Issu d'une famille aisée, écrivain et romancier, Édouard Delessert (Paris, 1828-1898) a beaucoup voyagé en Orient, et n'a pas manqué de documenter ses séjours dans autant de carnets de voyage.
Son approche de la photographie remonte aux environs de 1850, grâce à Gustave Le Gray, l'inventeur du négatif ciré - une version raffinée du calotype conçu par Fox Talbot - et à son oncle Benjamin Delessert, membre fondateur de la « Société Héliographique », la première association photographique française. Il a été parmi les premiers à utiliser le petit format « carte de visite », conçu en 1851 par Louis Dodero et breveté en 1854 par Adolphe Disdéri en 1854.
Il est arrivé en Sardaigne en mai 1854, accompagné d'un assistant et équipé du matériel nécessaire à la production de négatifs calotypiques, comme en témoignent ses notes. Au cours de son séjour de six semaines, il a pris quarante photographies, publiées à son retour à Paris dans l'album « Île de Sardaigne ». Cagliari et Sassari. 40 vues photographiques » ; le carnet de voyage, « Six semaines sur l'île de Sardaigne », a été imprimé l'année suivante.
Seuls deux exemplaires de l'album photo sont conservés, l'un à la Bibliothèque royale de Turin et l'autre à la Bibliothèque nationale de Paris.
Il s'agit sans aucun doute de la plus ancienne documentation photographique actuellement connue sur la Sardaigne. Il représente les principales villes sardes qu'il a visitées : Porto Torres, Sassari, Macomer, Milis, Oristano et Cagliari. Ses images se caractérisent par l'absence quasi totale de figure humaine, à l'exception du probable autoportrait sur fond de vue panoramique de Cagliari.

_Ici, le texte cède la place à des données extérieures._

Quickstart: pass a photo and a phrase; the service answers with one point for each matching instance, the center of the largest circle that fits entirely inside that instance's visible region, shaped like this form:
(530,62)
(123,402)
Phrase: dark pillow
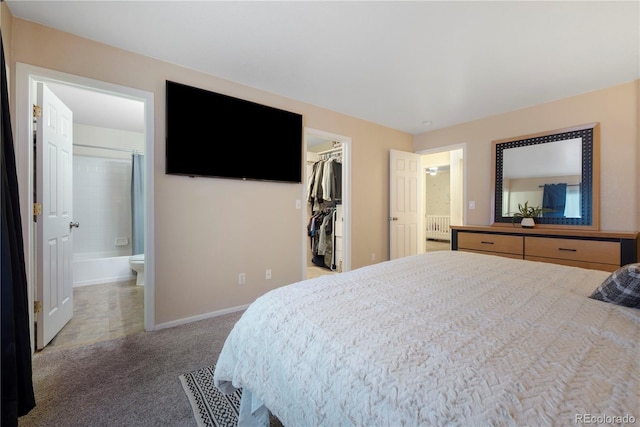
(622,287)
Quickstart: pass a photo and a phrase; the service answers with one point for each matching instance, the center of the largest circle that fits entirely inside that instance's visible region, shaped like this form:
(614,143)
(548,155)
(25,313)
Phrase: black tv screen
(214,135)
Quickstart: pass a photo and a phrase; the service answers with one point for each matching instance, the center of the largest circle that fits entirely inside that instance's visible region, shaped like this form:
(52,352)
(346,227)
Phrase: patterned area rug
(210,406)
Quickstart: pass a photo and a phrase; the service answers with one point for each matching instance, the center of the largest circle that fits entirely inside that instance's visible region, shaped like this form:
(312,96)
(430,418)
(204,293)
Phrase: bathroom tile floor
(102,312)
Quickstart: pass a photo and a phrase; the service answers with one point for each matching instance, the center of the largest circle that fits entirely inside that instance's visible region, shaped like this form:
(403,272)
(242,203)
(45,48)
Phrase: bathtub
(93,271)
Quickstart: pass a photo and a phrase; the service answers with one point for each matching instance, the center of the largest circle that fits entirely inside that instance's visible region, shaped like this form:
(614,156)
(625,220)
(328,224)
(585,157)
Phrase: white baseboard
(209,315)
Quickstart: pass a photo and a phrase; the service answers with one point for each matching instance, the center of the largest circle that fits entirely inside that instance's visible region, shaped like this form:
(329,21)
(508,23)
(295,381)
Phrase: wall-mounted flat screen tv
(214,135)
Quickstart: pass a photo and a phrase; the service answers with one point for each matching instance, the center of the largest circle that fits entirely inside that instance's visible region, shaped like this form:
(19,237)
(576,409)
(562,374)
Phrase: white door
(405,188)
(54,161)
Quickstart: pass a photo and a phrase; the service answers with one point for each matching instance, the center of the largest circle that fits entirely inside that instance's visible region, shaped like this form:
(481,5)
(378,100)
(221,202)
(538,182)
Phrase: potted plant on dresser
(528,213)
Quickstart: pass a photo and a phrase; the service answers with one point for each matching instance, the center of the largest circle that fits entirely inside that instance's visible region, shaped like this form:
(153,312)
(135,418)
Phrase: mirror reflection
(547,175)
(557,170)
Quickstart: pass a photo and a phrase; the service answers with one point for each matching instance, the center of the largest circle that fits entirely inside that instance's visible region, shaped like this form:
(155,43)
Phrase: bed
(440,338)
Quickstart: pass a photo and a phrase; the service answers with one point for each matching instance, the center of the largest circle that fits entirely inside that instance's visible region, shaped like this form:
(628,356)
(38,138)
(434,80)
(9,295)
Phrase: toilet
(136,263)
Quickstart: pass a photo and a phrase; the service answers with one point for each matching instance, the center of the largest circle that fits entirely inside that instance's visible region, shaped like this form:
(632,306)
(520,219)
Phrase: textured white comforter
(440,338)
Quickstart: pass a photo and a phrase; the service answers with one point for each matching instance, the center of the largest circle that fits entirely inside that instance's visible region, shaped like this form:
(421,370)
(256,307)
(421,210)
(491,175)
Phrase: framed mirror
(558,170)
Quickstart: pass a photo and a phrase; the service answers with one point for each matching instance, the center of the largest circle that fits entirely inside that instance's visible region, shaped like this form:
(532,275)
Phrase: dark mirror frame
(590,189)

Cette absence de présence n'est pas intentionnelle, comme cela a été généralement soutenu, mais elle est due aux très longs temps d'exposition typiques des anciennes procédures, grâce auxquels il n'était possible de fixer que des éléments absolument immobiles. En fait, au moins deux plans montrent clairement des « images fantômes », des halos confus qui ne sont rien d'autre que le sillage du mouvement des personnes pendant la fusillade (« Oristano, Porte d'Entrée », « Sassari, Porte S. Antonio »), tandis que sur les deux autres, des personnages fixes sont clairement distinguables (« Cagliari, rue d'Iéna », « Cagliari, Porta Stampaccio »).